November 20, 2018 — The prices for all forms of pollock look set to continue to increase next year, sources in the US, Russia, China and Europe told Undercurrent News.
Prices for pin-bone out (PBO) blocks, double-frozen fillet blocks, and the headed and gutted (H&G) raw material the latter is based on, all look set for higher levels in 2019, having already firmed in 2018, the sources said.
During the China Fisheries & Seafood Expo, held Nov. 7-9 in a venue close to Qingdao, ex-warehouse prices of around $3,500 per-metric-ton were being discussed for PBO blocks for A season. Prices for B season of 2018 were done around $3,350/t.
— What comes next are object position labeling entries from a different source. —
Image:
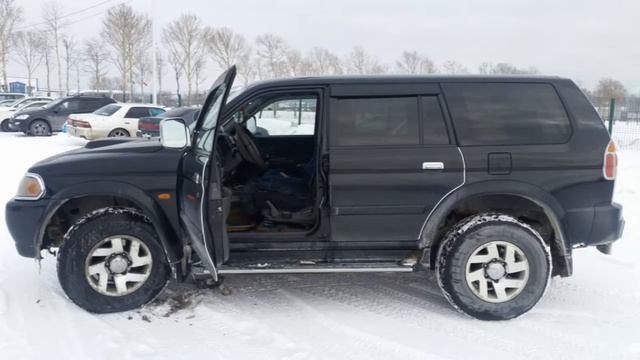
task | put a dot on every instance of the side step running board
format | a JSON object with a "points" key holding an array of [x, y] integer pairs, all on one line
{"points": [[311, 268]]}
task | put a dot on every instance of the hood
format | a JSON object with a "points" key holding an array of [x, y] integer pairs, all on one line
{"points": [[110, 159]]}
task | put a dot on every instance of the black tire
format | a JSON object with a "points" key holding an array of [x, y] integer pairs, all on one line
{"points": [[119, 132], [85, 236], [479, 232], [39, 128], [4, 126]]}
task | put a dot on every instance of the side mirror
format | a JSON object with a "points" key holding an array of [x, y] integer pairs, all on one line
{"points": [[174, 134]]}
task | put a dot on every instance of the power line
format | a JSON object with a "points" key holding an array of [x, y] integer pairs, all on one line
{"points": [[68, 15]]}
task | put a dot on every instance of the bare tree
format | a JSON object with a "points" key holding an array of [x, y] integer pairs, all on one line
{"points": [[54, 24], [454, 67], [159, 70], [296, 64], [272, 50], [247, 67], [28, 49], [360, 62], [96, 58], [610, 88], [46, 54], [199, 77], [70, 59], [226, 46], [10, 14], [323, 62], [186, 35], [414, 63], [142, 70], [174, 58], [123, 29]]}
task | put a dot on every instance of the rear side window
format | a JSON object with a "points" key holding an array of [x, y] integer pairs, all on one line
{"points": [[375, 121], [137, 112], [507, 114], [434, 130]]}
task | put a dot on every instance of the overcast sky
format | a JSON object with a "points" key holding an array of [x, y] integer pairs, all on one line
{"points": [[581, 39]]}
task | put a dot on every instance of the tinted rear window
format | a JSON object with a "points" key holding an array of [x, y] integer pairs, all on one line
{"points": [[107, 110], [507, 114], [376, 121]]}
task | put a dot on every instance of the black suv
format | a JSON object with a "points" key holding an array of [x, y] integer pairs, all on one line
{"points": [[52, 117], [488, 181]]}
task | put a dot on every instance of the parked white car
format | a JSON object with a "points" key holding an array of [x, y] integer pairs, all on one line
{"points": [[113, 120], [6, 112]]}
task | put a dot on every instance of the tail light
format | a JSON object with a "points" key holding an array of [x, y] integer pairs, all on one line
{"points": [[610, 165]]}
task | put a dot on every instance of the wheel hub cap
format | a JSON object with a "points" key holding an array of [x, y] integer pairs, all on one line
{"points": [[495, 270], [118, 263]]}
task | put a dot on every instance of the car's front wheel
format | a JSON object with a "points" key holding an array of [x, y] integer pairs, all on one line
{"points": [[493, 267], [112, 261], [39, 128], [4, 126], [119, 133]]}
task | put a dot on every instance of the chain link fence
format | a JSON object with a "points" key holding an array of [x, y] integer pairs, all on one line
{"points": [[622, 117]]}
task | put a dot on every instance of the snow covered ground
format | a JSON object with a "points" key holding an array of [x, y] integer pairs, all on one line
{"points": [[593, 315]]}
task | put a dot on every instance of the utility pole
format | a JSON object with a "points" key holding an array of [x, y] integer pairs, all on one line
{"points": [[154, 97]]}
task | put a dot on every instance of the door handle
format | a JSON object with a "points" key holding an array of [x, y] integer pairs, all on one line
{"points": [[437, 165]]}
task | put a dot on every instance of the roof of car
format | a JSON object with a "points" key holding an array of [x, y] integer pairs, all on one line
{"points": [[369, 79]]}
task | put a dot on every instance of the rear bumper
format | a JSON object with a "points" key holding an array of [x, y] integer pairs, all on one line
{"points": [[602, 224], [608, 224], [24, 219]]}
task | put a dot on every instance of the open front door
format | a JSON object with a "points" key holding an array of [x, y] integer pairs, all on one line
{"points": [[203, 204]]}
Also, double frozen fillet block prices of around $3,200/t are also being discussed for next year.
“We see the price of $3,500/t reached and confirmed and we will take it up from there,” Fedor Kirsanov, CEO of Russian Fishery Company (RFC), told Undercurrent at the show, of the situation with PBO. US suppliers and also a large European buyer confirmed this level.
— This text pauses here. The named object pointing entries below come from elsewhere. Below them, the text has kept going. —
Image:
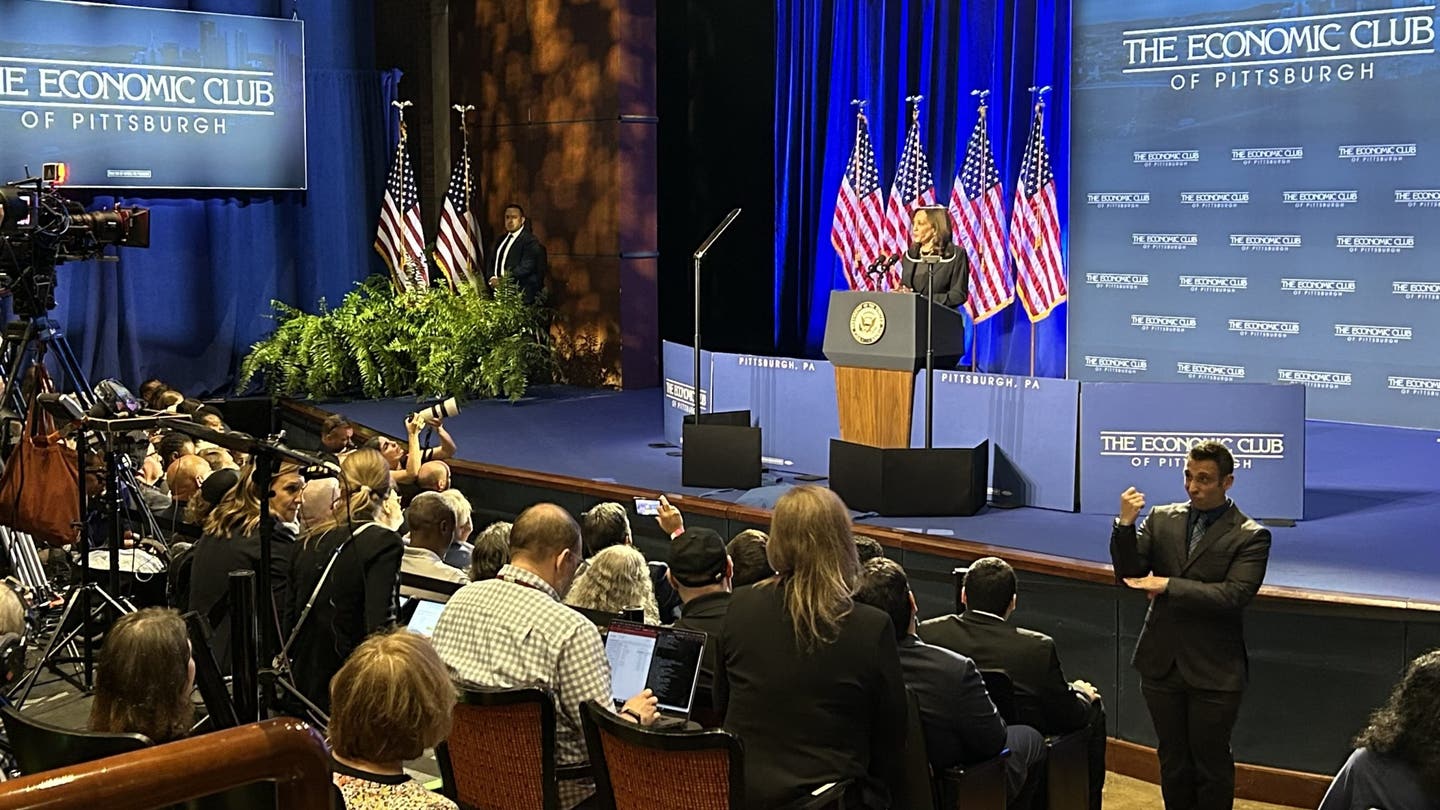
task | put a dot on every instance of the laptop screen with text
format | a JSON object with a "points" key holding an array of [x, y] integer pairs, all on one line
{"points": [[663, 659]]}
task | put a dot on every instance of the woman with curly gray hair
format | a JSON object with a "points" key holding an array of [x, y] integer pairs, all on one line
{"points": [[615, 580], [1397, 758]]}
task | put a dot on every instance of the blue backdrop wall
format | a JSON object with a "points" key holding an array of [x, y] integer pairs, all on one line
{"points": [[189, 307], [833, 51]]}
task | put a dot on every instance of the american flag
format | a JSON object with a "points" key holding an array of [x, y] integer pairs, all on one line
{"points": [[1034, 228], [977, 209], [913, 188], [858, 228], [457, 247], [401, 238]]}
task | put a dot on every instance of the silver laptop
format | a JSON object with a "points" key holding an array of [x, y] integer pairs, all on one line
{"points": [[661, 659]]}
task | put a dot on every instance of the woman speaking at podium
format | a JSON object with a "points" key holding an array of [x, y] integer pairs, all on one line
{"points": [[932, 250]]}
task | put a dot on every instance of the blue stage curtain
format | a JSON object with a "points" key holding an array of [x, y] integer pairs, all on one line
{"points": [[833, 51], [187, 309]]}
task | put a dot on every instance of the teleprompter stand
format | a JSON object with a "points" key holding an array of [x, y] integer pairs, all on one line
{"points": [[717, 450]]}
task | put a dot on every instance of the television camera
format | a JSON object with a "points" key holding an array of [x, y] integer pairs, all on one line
{"points": [[41, 229]]}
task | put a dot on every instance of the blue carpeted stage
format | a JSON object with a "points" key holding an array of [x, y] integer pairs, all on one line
{"points": [[1373, 495]]}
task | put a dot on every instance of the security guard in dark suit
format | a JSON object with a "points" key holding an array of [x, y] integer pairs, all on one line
{"points": [[1200, 562]]}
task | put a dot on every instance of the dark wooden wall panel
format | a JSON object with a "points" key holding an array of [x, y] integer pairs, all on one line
{"points": [[552, 81]]}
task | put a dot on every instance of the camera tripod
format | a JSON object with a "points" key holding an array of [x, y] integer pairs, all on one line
{"points": [[88, 603], [23, 346]]}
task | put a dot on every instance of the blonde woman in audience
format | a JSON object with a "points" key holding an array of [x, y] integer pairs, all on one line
{"points": [[232, 541], [389, 702], [808, 678], [490, 552], [144, 678], [360, 591], [617, 578]]}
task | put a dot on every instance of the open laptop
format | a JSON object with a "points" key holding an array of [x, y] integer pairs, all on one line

The level in the A season of 2018 was around $3,000/t (see image below and use the Undercurrent prices portal for interactive data), a leap from the very low level of around $2,350/t hit in the B season of 2017, as the price bottomed out. The pace of the increase has shocked buyers, but producers have been quick to point out this is only a return to a historical norm.
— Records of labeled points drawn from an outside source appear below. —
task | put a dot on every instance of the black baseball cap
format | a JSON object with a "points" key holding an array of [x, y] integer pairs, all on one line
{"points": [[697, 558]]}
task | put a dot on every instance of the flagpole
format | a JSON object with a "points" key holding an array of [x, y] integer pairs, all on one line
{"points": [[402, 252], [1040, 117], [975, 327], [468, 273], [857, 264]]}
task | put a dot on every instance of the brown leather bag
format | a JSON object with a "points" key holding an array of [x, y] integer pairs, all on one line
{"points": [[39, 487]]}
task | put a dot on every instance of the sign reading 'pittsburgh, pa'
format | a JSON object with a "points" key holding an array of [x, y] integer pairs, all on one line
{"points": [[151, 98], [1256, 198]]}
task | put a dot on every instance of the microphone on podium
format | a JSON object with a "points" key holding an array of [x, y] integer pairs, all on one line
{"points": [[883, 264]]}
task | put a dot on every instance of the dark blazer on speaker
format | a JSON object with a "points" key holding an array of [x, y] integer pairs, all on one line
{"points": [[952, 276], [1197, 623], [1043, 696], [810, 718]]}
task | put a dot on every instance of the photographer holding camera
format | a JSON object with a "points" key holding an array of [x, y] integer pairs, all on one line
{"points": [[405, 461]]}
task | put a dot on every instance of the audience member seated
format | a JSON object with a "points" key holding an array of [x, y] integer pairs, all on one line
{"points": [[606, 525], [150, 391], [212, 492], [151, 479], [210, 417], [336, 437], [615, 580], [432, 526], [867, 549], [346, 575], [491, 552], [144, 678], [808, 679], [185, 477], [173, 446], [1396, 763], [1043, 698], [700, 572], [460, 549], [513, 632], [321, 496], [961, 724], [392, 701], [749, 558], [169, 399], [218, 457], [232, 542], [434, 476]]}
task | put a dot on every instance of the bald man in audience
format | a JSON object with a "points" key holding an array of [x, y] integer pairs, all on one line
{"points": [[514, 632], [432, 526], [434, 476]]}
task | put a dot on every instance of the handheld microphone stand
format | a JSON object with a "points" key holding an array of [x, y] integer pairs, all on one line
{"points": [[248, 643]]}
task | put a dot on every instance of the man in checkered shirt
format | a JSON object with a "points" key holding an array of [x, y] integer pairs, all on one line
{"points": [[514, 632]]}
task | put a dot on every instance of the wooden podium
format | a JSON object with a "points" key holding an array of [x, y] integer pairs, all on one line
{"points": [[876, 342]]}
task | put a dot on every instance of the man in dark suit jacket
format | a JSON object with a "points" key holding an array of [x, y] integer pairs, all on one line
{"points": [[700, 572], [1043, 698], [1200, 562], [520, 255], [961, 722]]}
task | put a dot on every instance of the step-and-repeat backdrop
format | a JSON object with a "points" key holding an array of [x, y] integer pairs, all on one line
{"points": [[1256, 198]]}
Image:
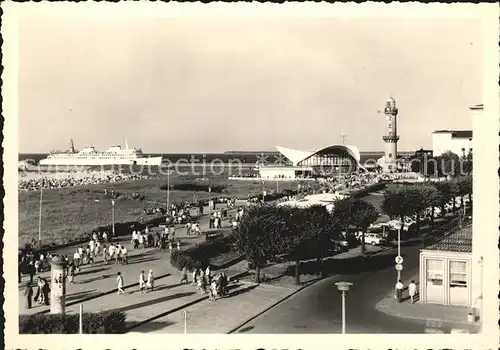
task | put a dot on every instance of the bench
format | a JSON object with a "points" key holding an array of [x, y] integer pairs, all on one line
{"points": [[212, 235]]}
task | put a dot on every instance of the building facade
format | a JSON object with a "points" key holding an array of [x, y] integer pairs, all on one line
{"points": [[446, 271], [456, 141], [329, 161]]}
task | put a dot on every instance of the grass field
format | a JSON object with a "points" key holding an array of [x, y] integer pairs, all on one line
{"points": [[70, 212]]}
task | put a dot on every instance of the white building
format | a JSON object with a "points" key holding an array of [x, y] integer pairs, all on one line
{"points": [[456, 141], [324, 199], [326, 161], [446, 271]]}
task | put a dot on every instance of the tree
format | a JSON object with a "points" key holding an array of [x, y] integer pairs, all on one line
{"points": [[323, 229], [430, 197], [357, 212], [465, 187], [447, 191], [257, 236], [448, 163], [400, 203]]}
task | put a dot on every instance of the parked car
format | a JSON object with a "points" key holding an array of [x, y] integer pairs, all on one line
{"points": [[348, 243], [374, 239]]}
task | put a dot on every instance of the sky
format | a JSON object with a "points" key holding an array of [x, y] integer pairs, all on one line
{"points": [[212, 85]]}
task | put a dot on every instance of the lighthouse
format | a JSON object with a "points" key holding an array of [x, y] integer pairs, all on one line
{"points": [[390, 136]]}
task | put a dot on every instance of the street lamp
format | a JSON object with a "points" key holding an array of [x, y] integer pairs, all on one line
{"points": [[113, 216], [343, 287]]}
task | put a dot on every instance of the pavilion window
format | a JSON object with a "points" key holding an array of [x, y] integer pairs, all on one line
{"points": [[458, 274], [435, 274]]}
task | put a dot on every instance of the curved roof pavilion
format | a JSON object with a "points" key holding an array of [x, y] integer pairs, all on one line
{"points": [[299, 158]]}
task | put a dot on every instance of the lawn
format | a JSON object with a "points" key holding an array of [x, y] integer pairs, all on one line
{"points": [[70, 212]]}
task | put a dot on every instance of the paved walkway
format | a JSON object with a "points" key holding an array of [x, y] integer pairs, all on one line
{"points": [[220, 316], [94, 280]]}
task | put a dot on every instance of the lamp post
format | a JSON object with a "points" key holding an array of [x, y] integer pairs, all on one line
{"points": [[343, 287], [40, 216], [113, 216], [399, 251], [168, 189]]}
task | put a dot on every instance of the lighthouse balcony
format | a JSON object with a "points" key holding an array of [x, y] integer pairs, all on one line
{"points": [[390, 138]]}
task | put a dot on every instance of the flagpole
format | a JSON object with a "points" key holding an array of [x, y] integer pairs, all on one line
{"points": [[40, 215]]}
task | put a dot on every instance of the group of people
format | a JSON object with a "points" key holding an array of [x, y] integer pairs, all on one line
{"points": [[31, 181], [32, 263], [153, 239], [42, 294], [215, 286]]}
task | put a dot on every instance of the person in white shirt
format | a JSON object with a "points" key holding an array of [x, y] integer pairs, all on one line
{"points": [[76, 259], [111, 251], [124, 253], [119, 283], [412, 290], [142, 282], [150, 281], [399, 291]]}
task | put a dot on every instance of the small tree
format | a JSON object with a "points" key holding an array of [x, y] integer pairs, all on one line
{"points": [[447, 191], [448, 163], [363, 214], [257, 236], [429, 197], [399, 202]]}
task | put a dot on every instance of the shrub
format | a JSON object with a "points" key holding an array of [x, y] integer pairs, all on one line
{"points": [[199, 256], [106, 322], [368, 189], [190, 186], [179, 260]]}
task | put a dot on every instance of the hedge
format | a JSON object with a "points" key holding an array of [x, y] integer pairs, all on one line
{"points": [[105, 322], [368, 189], [190, 186], [199, 255]]}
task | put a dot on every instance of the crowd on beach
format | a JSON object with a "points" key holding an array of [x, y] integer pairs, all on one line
{"points": [[33, 182]]}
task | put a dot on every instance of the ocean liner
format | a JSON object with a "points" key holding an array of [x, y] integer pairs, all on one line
{"points": [[89, 156]]}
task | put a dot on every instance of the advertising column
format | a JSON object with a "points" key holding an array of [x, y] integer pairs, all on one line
{"points": [[57, 285]]}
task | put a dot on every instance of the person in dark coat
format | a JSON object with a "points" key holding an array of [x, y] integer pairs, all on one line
{"points": [[45, 291], [31, 270], [38, 294], [28, 294]]}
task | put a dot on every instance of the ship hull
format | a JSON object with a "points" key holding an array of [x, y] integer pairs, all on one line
{"points": [[151, 161]]}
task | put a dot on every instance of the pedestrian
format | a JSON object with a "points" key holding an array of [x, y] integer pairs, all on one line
{"points": [[71, 273], [28, 294], [45, 291], [77, 259], [172, 232], [211, 296], [142, 282], [90, 255], [195, 274], [208, 275], [399, 291], [37, 267], [104, 255], [119, 283], [184, 275], [31, 270], [150, 281], [117, 254], [213, 287], [202, 283], [223, 284], [412, 290]]}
“We felt the fall was pretty quick. Now, it’s going more back to normal. It’s also not like pollock has gone off the charts. It’s back to a level where everyone can make money. It’s going back to a level where producers can make investments,” Tom Enlow, CEO of UniSea — a pollock, cod and crab processing plant in Dutch Harbor, Alaska, which is owned by Japan’s Nippon Suisan Kaisha (Nissui) — told Undercurrent.
The speed of the price increase has been driven by new markets taking the fish, he said.
“When the prices were very low, the producers looked at new markets. There has been more focus on deepskin for Asia and also surimi. Demand for surimi has been very strong, due to the shortfall in warmwater surimi,” the Nissui executive said. “The shortage in warmwater is the reason Thailand is so hot at the moment for surimi. Also, Japan is stable, but they take almost half of the surimi the US produces.”